Far from being adversarial, your dog considers playing tug with you to be cooperative… together, you are subduing the “prey”. Playing tug can also accentuate the herding instinct while at the same time making the drop it an important component of the exercise (i.e. a working dog would have to release the stray sheep on command).

   To start, you must teach your pup to “drop it” and “take it.” When your pup has a toy in her mouth, say “drop it” and offer a tasty treat right at her nose. Then offer her toy back to her with a “take it.” This way, drop it doesn’t mean to her that she’s losing her toy permanently but just long enough to get a nice treat and then get the toy back.

   Now say “tug it!” and offer her the other end of the tug rope. Play a vigorous bout of tug, then have your arm become motionless (i.e. the prey goes limp), and say “drop it.” By now, she should be dropping without treat; instead the reward is getting the opportunity to play tug again.

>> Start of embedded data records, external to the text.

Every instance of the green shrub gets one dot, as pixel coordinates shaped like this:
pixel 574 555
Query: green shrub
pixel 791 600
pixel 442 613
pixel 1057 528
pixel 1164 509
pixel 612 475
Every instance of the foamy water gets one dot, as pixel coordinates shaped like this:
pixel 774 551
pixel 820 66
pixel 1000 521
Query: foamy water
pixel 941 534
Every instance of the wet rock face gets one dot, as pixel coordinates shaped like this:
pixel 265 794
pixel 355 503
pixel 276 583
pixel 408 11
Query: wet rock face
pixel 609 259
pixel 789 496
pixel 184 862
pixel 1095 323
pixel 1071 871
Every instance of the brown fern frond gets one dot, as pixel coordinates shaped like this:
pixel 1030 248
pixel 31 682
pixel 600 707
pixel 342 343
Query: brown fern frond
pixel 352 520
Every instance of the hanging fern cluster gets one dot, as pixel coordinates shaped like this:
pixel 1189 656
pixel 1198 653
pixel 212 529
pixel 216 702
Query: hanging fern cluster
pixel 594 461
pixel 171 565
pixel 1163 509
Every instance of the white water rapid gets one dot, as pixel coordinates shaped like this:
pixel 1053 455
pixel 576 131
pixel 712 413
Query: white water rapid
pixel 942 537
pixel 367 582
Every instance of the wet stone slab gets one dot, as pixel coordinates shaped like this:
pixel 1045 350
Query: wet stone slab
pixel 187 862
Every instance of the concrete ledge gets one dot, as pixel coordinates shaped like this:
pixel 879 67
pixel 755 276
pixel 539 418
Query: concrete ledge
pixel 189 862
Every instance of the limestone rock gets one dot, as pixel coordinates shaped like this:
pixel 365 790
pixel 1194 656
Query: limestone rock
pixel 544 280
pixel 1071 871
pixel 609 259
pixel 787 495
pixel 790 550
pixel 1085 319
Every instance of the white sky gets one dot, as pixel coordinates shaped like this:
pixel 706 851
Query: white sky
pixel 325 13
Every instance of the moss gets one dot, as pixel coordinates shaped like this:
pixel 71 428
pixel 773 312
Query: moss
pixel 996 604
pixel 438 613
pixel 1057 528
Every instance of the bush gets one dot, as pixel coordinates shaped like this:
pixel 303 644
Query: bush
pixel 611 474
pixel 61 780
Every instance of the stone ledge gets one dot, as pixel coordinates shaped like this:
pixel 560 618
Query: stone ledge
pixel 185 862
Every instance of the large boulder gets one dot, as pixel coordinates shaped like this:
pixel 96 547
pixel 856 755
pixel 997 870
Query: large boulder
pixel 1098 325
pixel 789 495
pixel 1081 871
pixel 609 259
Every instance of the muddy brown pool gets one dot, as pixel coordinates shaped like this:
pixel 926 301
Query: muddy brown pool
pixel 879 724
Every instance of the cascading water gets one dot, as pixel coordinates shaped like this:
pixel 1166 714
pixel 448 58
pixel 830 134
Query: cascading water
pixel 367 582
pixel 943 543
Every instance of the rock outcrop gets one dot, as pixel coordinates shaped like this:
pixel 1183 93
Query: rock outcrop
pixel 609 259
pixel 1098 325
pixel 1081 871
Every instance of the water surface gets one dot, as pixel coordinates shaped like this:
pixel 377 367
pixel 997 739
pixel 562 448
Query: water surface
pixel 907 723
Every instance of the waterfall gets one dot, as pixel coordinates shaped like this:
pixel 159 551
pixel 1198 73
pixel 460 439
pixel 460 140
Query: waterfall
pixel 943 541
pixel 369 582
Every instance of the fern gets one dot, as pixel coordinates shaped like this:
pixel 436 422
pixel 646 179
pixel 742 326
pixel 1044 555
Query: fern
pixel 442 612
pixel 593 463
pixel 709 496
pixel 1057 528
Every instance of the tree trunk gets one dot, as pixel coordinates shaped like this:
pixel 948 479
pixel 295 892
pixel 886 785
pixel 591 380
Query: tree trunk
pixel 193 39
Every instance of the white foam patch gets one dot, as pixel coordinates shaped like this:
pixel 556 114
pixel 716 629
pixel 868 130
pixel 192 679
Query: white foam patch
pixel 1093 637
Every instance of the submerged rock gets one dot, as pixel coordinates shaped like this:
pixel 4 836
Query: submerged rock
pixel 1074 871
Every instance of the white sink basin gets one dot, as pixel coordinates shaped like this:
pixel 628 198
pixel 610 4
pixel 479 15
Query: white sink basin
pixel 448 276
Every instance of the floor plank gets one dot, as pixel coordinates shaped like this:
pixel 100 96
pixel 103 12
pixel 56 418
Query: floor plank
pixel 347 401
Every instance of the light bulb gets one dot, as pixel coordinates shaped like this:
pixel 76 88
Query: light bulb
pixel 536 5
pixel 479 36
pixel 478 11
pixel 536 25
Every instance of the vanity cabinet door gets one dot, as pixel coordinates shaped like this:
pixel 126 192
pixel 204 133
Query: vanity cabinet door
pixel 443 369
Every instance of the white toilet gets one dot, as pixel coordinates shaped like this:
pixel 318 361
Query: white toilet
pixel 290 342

   To increase impulse control, show her the tug toy and use a command like wait or simply wait for her to show polite behavior, like a sit or down. She should only grab hold of the tug toy when invited with a tug it!

Some Final Tips

  • Playing is on your terms: you start the game and you end it. Ignore her if she tries to provoke more play.
  • If you notice undesirable behaviors developing, like body checking or mouthiness, give a verbal warning like “uh uh” to mark the behavior you don’t like and ask for a “sit” to quiet things down a bit. If the behavior continues with more play, say “Too bad!” and stop the game.
  • Always quit with your dog wanting more.